With the sun rising over the crystal-clear volcanic lake, it was time to go. I had a great swim and quickly got into the lead in my age group on the bike. After forty kilometres I heard a loud crack from underneath me, and then I felt my seat sliding away. I nearly fell. I stopped to check the damage and saw that my seat had snapped off the seat post. There was nothing I could do. No repair possible. I needed a new seat post. I tucked my seat into my tri suit and decided to finish the last fifty kilometres of the lap without a seat. I had to go back into town to support my crew anyway and the pick-up wagon was probably miles away. The more I was riding, the more my legs were screaming, but the more I was also hearing Morgo’s voice. ’But you will be racing for me. You will be racing for me’. I could not pull out anymore, so I passed my seat to Zoe who was spectating that day.

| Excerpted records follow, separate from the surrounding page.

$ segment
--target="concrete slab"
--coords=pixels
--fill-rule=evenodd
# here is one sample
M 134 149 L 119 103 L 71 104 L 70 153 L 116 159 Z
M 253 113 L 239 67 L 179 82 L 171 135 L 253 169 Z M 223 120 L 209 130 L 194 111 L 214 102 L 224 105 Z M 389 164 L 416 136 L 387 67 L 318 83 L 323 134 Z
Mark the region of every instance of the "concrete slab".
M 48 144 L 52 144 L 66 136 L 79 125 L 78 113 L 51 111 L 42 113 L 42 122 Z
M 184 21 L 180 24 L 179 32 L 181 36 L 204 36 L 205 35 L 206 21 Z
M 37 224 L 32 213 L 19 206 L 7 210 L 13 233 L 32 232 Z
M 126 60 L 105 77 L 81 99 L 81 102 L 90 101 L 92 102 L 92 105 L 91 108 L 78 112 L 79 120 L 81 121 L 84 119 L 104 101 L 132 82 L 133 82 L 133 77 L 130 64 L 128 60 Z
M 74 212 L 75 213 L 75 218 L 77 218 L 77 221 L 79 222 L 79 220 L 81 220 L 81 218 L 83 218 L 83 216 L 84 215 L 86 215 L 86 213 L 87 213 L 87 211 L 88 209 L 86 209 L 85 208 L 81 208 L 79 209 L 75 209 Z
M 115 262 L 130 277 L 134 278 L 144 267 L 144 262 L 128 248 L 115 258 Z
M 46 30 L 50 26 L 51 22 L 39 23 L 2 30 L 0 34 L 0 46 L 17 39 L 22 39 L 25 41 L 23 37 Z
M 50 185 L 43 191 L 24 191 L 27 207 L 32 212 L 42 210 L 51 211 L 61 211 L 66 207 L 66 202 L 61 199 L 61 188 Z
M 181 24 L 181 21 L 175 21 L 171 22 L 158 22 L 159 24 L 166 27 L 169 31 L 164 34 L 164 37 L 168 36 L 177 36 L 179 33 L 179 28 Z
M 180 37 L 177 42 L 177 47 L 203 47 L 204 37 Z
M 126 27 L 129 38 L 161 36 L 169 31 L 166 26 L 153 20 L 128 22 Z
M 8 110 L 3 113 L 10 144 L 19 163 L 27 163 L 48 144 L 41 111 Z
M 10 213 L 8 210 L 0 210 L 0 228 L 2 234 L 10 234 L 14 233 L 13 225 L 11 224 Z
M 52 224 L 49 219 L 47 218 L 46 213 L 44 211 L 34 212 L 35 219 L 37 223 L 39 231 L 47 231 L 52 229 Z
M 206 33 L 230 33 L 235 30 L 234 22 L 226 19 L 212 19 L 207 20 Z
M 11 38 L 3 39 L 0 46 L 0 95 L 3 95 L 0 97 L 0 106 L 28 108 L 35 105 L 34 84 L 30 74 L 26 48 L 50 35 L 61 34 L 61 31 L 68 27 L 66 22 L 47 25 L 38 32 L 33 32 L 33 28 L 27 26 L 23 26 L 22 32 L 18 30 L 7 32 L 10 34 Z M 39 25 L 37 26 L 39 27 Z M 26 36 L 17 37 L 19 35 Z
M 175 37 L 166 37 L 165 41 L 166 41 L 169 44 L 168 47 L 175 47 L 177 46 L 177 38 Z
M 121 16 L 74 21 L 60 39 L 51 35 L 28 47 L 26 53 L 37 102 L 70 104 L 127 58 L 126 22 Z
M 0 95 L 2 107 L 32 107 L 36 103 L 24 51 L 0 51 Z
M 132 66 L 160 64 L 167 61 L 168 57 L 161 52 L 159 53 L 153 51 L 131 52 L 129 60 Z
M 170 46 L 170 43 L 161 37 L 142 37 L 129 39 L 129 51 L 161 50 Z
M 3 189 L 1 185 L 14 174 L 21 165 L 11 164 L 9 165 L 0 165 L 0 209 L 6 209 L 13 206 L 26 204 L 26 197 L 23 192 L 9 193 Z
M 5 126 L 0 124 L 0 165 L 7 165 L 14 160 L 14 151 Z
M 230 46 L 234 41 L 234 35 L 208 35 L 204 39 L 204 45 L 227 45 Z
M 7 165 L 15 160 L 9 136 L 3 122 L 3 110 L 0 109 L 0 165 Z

I had to honour him, his pain, and our friendship. Riding 140 kilometres without a seat was agonising, hell on earth but every time the pain threatened to overwhelm me I thought about him and how much more pain he had been through because of me. I felt an unbearable sadness and a mountain of guilt as he was now in a wheelchair because of my coaching, because I had prescribed a bike ride in his program that day. My hands, feet and lower back had never been this sore. My back was seizing up, my hands were blistering, and my toes were bleeding from hitting the front of my bike shoes.
I finished the bike ride in tears, begging the volunteers to give me Nurofen or Panadol in the change tent. But they refused. It would be considered outside assistance, which meant automatic disqualification. I sat there in transition, slowly putting my shoes on, thinking about Morgo while trying to convince myself that I could now run a marathon. I doubted it. My legs were shacking and I felt like I had been stabbed several times into my lower back. At that precise moment, Robbo ran past me and yelled, ‘Come on! Racing for Morgo.’ She was right, it was time to get out of my pity party. He had suffered 30 factures. Who was I to complain about my sore body. ‘Don’t be a soft cock!’ I yelled at myself.